Hi,

What I want to do is, to take multiple sentences, and create a bar representing the sentence length, and under that bars for words, or string of interest. And this process will be iterated over a text, so I can get many graphs on top of each other representing a paragraph, or a text. To explain better, I made one by hand, (attached ).
I know that I can use functions like len(), index = str.find('query') to get the data I need for that graph, but I do not know how to put it into graphs. I checked out matplotlib, which is a bit complicated for me. I wonder if there is an easier way of doing this.

Thanks a lot.

Attachments Screen_shot_2010-05-11_at_5.01_.26_PM_.png 21.14 KB

I checked out matplotlib, which is a bit complicated for me.

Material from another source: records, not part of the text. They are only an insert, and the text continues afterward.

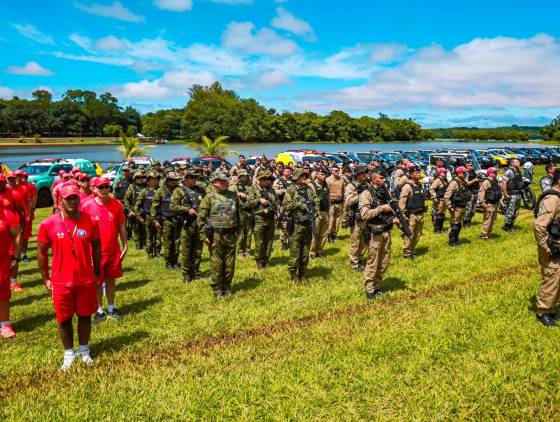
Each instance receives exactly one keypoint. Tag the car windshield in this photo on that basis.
(37, 170)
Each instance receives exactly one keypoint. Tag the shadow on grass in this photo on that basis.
(117, 343)
(28, 299)
(133, 284)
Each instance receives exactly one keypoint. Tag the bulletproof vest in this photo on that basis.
(222, 211)
(416, 200)
(147, 205)
(493, 193)
(515, 185)
(461, 196)
(166, 200)
(122, 188)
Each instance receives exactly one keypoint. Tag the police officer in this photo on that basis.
(437, 192)
(218, 225)
(143, 208)
(512, 189)
(280, 186)
(166, 220)
(321, 188)
(264, 204)
(547, 235)
(135, 220)
(301, 204)
(246, 216)
(473, 182)
(351, 197)
(456, 198)
(411, 204)
(378, 219)
(488, 197)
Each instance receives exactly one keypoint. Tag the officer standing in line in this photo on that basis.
(245, 224)
(185, 201)
(378, 217)
(547, 235)
(473, 182)
(280, 186)
(437, 191)
(166, 220)
(411, 204)
(512, 188)
(319, 185)
(351, 197)
(135, 220)
(456, 198)
(264, 204)
(218, 225)
(301, 204)
(143, 208)
(488, 197)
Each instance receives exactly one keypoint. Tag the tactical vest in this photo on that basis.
(515, 185)
(222, 211)
(122, 188)
(461, 196)
(415, 202)
(147, 205)
(493, 193)
(166, 200)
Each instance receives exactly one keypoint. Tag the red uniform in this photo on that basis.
(108, 216)
(72, 275)
(8, 220)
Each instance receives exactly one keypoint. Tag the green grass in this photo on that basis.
(455, 338)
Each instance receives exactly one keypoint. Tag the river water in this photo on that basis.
(105, 154)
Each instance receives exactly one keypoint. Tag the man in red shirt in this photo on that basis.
(76, 257)
(10, 248)
(109, 214)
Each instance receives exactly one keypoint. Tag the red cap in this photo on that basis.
(100, 181)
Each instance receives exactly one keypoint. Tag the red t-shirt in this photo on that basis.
(108, 216)
(71, 248)
(8, 220)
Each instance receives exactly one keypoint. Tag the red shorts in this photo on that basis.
(5, 292)
(80, 300)
(111, 267)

Hey, the first time is always complicated but in reality matplotlib is fairly easy to use. The problem is picking what to use. Herewith an example more or less like the chart you want, in under 50 lines of code.

Of course, you will need to calculate where to plot the rectangles but you should be able to riff off this. Just remember that axhspan() takes your axis units (20->0 in this case) for the Y-values but internal units (always 0->1) for the X-values, and you'll be OK.

import matplotlib
import pylab

if __name__ == '__main__':
    pylab.rcParams['figure.figsize']       = [12.0, 7.0]
    pylab.rcParams['figure.subplot.left']  = 0.12 # Left margin
    pylab.rcParams['figure.subplot.right'] = 1.0-0.08 # Right margin

    # Axes range from 0 to 1 for x-axis (simplifying calls to .axhspan()) and 
    # 20 down to 0 for Y-values because that's convenient for this example

    ax = [0, 1,   20, 0] # [xlo, xhi,   ylo, yhi]

    # First sentence:

    # Red rectangle for the full sentence ... from y=1 to y=2, all the way across

    matplotlib.pyplot.axhspan(1, 2, xmin=0, xmax=1, ec='k', fc='r')
    pylab.text(-0.12, 1.7, "Sentences")

    # Black rectangle for the caps

    matplotlib.pyplot.axhspan(3, 4, xmin=0.12, xmax=0.14, ec='k', fc='k')
    matplotlib.pyplot.axhspan(3, 4, xmin=0.16, xmax=0.19, ec='k', fc='k')
    matplotlib.pyplot.axhspan(3, 4, xmin=0.42, xmax=0.45, ec='k', fc='k')
    pylab.text(-0.12, 3.7, "Capital words")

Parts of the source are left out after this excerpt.